The change log daemon is now configured with sufficient information to read your publication's change log. You now need to add the agent that manages the tagging of new and changed content items. To do this:

  1. Change directory to the autotagging daemon folder. For example:

    $ cd /opt/escenic/semantic/autotagging/changelog-daemon
  2. Copy the content of /opt/escenic/engine/plugin/semantic-cxense/misc/changlog/lib to the empty lib folder.
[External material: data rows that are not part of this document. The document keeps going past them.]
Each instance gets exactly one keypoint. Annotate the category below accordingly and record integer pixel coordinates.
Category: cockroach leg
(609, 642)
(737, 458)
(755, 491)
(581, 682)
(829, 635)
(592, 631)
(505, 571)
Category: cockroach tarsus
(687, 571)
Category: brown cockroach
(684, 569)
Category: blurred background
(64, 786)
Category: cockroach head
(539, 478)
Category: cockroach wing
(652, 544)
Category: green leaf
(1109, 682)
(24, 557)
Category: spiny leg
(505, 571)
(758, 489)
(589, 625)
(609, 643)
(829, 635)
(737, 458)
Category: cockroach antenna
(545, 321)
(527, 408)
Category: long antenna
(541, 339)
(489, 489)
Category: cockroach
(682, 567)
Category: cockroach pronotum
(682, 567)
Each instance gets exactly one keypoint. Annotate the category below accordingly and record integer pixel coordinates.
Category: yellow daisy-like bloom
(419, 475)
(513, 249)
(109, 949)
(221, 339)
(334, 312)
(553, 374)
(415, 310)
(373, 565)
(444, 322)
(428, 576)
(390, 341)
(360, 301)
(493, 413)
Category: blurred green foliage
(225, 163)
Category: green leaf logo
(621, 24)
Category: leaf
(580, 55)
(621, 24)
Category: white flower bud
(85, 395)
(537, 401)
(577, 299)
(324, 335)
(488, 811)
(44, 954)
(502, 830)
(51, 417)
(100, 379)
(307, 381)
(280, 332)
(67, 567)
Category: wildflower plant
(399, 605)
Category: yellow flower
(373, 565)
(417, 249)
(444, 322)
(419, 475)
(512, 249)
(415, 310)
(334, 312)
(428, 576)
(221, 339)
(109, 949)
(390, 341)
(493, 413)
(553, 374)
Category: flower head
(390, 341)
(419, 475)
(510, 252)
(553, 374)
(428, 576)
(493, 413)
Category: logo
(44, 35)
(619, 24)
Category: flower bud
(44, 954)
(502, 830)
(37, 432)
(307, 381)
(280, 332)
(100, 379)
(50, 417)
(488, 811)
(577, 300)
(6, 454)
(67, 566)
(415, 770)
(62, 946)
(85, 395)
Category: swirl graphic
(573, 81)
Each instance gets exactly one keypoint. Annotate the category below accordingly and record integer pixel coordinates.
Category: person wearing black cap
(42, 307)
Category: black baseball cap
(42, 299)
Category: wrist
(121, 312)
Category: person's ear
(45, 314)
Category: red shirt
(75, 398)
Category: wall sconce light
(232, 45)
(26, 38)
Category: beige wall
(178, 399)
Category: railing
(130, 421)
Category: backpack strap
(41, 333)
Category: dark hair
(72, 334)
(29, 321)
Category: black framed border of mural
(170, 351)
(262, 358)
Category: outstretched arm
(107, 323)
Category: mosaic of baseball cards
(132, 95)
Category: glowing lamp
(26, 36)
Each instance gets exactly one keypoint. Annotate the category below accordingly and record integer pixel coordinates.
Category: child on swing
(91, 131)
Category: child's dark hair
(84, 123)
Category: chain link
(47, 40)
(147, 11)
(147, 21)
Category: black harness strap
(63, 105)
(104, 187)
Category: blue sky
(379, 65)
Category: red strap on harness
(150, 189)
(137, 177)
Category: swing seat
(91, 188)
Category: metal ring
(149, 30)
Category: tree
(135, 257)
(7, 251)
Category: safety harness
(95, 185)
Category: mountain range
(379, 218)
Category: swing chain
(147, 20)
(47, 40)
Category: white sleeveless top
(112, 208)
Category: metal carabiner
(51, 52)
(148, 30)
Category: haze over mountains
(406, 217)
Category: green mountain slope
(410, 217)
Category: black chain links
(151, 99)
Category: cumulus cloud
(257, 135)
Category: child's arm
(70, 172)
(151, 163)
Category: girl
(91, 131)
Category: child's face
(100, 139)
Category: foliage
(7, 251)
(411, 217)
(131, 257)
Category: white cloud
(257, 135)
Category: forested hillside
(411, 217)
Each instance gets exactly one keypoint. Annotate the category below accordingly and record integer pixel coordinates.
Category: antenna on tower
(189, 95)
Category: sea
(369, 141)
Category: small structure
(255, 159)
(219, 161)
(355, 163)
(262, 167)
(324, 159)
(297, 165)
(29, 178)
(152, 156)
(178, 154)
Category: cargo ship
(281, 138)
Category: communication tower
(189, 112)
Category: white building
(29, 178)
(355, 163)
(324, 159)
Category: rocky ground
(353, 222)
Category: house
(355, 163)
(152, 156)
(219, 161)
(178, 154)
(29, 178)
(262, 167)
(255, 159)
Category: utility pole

    $ cp /opt/escenic/engine/plugin/semantic-cxense/misc/changlog/lib/* lib
  3. Create a folder tree under the empty classes folder:

    $ mkdir -p classes classes/com/escenic/daemon/
  4. Copy /opt/escenic/engine/plugins/semantic-cxense/misc/example/SemanticAgent.properties to the classes/com/escenic/daemon/ folder you have created:

    $ cp /opt/escenic/engine/plugins/semantic-cxense/misc/example/SemanticAgent.properties \
          classes/com/escenic/daemon/
  5. Open the copied file for editing and set the following properties:

    webserviceEndpoint

    Set this property to the URI of your Content Engine web service:

    webserviceEndpoint=https://host:port/webservice/

    where host and port are the host name and port number of your Content Engine host.

    keepLastModified

    You can use this property to determine whether or not the autotagging daemon updates content items' LastModified property when it adds tags to them:

    • true: LastModified is not updated when tags are added by the daemon

    • false: LastModified is updated when tags are added by the daemon. This is the default setting.

  6. Copy /opt/escenic/engine/plugins/semantic-cxense/misc/example/SemanticConfiguration.properties to the same folder:

    $ cp /opt/escenic/engine/plugins/semantic-cxense/misc/example/SemanticConfiguration.properties \
          classes/com/escenic/daemon/
  7. Open the copied file for editing and set the following properties:

    endpoint

    Set this property to the URI of your semantic web service:

    endpoint=https://host:port/webservice-extensions/semantic/webservice

    where host and port are the host name and port number of your Content Engine host.

    state.draft, state.approved, state.submitted

    Use these properties to specify the content type/state combinations that you want to be automatically tagged. For example:

    state.draft=story,review
    state.approved=story
    state.submitted=

    The above example specifies that new or changed story and review content items will be automatically tagged if they are in a draft state. In addition new or changed story content items will also be automatically tagged if they are in an approved state. No content items will be automatically tagged while they are in the submitted state.

Your tagging daemon is now fully configured and ready to use. You can start it with the following command:

$ java -jar changelog.jar

You should probably add this command to the start-up script of your server.